Another issue raised by transporters servicing the more remote parts of the country concerned the impact that mandatory emission standards have had on engine reliability.

Since the introduction of new exhaust gas emission rules in 2003, new truck engines increasingly been fitted with electronic control systems to regulate the amount of pollutants released in the exhaust.

A number of transporters contacted by Beef Central said the electronic systems have made engines less reliable and less fuel efficient than the traditional mechanical engines.

One transport operator said the remote areas of Western Australian, Northern Territory and Queensland “were not friendly” to electronically-controlled trucks, which created potentially dangerous situations for both drivers and cattle.

“In our own case the engines are totally unreliable,” the operator told Beef Central.

“We are having major breakdowns, in most when cases loaded with cattle and long distances from help.”

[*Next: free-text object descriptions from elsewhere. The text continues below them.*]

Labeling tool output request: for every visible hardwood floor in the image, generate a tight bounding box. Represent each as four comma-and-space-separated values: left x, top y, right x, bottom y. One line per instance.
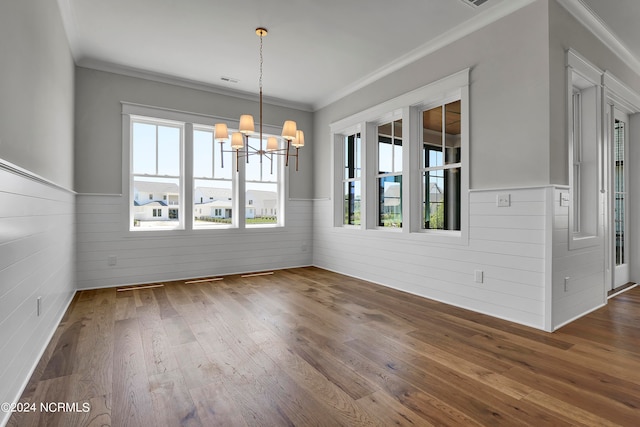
7, 267, 640, 426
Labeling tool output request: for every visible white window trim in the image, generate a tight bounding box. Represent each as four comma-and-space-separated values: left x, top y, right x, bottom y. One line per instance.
122, 102, 288, 234
566, 49, 603, 250
330, 69, 470, 244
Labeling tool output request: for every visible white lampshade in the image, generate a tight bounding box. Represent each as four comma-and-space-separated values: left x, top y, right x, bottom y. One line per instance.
292, 130, 305, 148
214, 123, 229, 141
281, 120, 297, 141
231, 132, 244, 149
266, 137, 278, 151
239, 115, 255, 134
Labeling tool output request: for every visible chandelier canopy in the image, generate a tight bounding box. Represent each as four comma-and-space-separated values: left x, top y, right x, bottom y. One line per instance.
214, 28, 304, 171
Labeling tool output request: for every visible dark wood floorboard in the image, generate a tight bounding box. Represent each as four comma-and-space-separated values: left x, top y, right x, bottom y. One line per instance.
7, 267, 640, 426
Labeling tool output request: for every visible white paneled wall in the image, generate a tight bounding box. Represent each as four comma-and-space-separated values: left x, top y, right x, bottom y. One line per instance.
313, 187, 551, 330
552, 186, 606, 329
0, 165, 75, 420
76, 195, 313, 289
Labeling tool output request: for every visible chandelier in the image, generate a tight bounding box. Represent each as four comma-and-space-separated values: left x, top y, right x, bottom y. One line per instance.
214, 28, 304, 171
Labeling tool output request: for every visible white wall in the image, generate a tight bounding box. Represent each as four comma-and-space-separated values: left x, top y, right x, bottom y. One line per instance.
74, 68, 315, 288
0, 0, 75, 188
551, 187, 606, 328
314, 187, 551, 330
548, 0, 640, 324
0, 1, 76, 423
314, 0, 551, 199
312, 2, 553, 330
549, 0, 640, 185
75, 67, 314, 199
76, 195, 312, 289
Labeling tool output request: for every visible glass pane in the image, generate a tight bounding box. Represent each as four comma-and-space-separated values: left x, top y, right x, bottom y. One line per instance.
394, 119, 403, 172
615, 119, 625, 193
445, 100, 461, 164
343, 180, 361, 226
614, 118, 625, 265
378, 135, 393, 173
422, 105, 443, 168
157, 126, 180, 176
615, 193, 625, 265
246, 136, 278, 183
132, 122, 156, 174
378, 120, 402, 174
394, 137, 403, 172
378, 175, 402, 228
345, 133, 361, 179
193, 179, 232, 228
246, 182, 278, 225
423, 144, 443, 168
244, 135, 279, 226
193, 130, 213, 178
424, 170, 444, 230
422, 167, 461, 231
132, 176, 180, 229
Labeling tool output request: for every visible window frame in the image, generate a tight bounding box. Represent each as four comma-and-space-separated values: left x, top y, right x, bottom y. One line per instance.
418, 97, 463, 232
330, 69, 469, 244
340, 127, 363, 228
375, 117, 403, 230
122, 103, 288, 234
129, 115, 185, 231
566, 49, 603, 250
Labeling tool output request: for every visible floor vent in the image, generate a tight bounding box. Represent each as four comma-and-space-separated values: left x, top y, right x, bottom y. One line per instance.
460, 0, 490, 8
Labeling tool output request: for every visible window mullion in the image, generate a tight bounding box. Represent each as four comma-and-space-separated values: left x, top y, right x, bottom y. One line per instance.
184, 123, 193, 231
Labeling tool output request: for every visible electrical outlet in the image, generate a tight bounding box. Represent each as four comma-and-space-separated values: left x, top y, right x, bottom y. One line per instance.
564, 277, 570, 292
37, 296, 41, 316
108, 255, 117, 266
560, 193, 570, 207
497, 194, 511, 207
474, 270, 484, 283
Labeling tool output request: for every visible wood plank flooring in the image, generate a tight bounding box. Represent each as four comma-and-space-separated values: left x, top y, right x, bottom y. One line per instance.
7, 267, 640, 426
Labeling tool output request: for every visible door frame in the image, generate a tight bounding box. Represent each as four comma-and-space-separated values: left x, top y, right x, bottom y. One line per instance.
603, 72, 640, 297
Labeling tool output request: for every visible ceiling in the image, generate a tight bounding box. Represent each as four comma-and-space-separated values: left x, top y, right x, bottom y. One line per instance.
56, 0, 640, 111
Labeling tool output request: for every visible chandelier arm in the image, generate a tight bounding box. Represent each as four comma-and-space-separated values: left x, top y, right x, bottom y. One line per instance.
285, 140, 290, 167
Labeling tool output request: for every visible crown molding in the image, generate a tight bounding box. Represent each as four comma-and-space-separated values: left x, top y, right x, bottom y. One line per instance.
313, 0, 536, 110
556, 0, 640, 73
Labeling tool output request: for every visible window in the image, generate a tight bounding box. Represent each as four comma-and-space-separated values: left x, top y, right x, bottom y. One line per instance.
131, 118, 183, 230
343, 132, 362, 226
567, 50, 602, 248
331, 69, 469, 240
193, 126, 233, 228
421, 101, 461, 231
377, 120, 403, 228
125, 104, 288, 232
245, 135, 281, 226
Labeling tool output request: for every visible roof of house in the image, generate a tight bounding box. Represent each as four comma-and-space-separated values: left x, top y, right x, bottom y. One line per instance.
194, 187, 232, 201
134, 181, 179, 194
134, 200, 168, 207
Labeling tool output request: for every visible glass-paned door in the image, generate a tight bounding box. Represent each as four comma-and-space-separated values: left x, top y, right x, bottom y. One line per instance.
613, 108, 629, 288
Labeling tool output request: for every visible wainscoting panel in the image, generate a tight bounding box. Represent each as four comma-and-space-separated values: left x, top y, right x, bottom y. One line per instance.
75, 195, 313, 289
551, 186, 606, 328
313, 187, 550, 330
0, 165, 75, 424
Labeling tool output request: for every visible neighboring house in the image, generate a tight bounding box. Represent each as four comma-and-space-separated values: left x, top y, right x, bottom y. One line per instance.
133, 181, 180, 221
193, 187, 276, 219
246, 189, 278, 218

When trucks broke down it could then take several hours or more for a back up truck to arrive, depending on its location.

The veteran cattle transporter said the problem was made more difficult because the mining industry tended to receive priority treatment from the service divisions of the major engine companies.

As a result it was increasingly common to be told when seeking assistance with a broken down prime mover that field service personnel were not available because they were ‘out of hours’. In other words they their shifts had already been taken up servicing mining industry engines and they did not have enough hours left to assist stranded road trains.

“What do we do with a loaded cattle truck in the middle of nowhere when mechanics are always out-of-hours? What is the government going to do about the problem?,” he asked.

While the new engines with emission standards technology are designed to reduce the amount of pollutants released in the exhaust, they burn more fuel and are less efficient in the process, transporters have told Beef Central.

One explained that he still had a 10 year old truck with a C500 engine and a 19 litre motor. He said the engine was considered heavy on fuel in its day, but would now be the most fuel efficient vehicle in his fleet.

“The one big problem is the extra fuel they are using and the suggested 10pc extra, we have found is closer to 20pc extra.

“The transport Industry cannot absorb this cost, and producers would not be too happy to have this cost passed on.”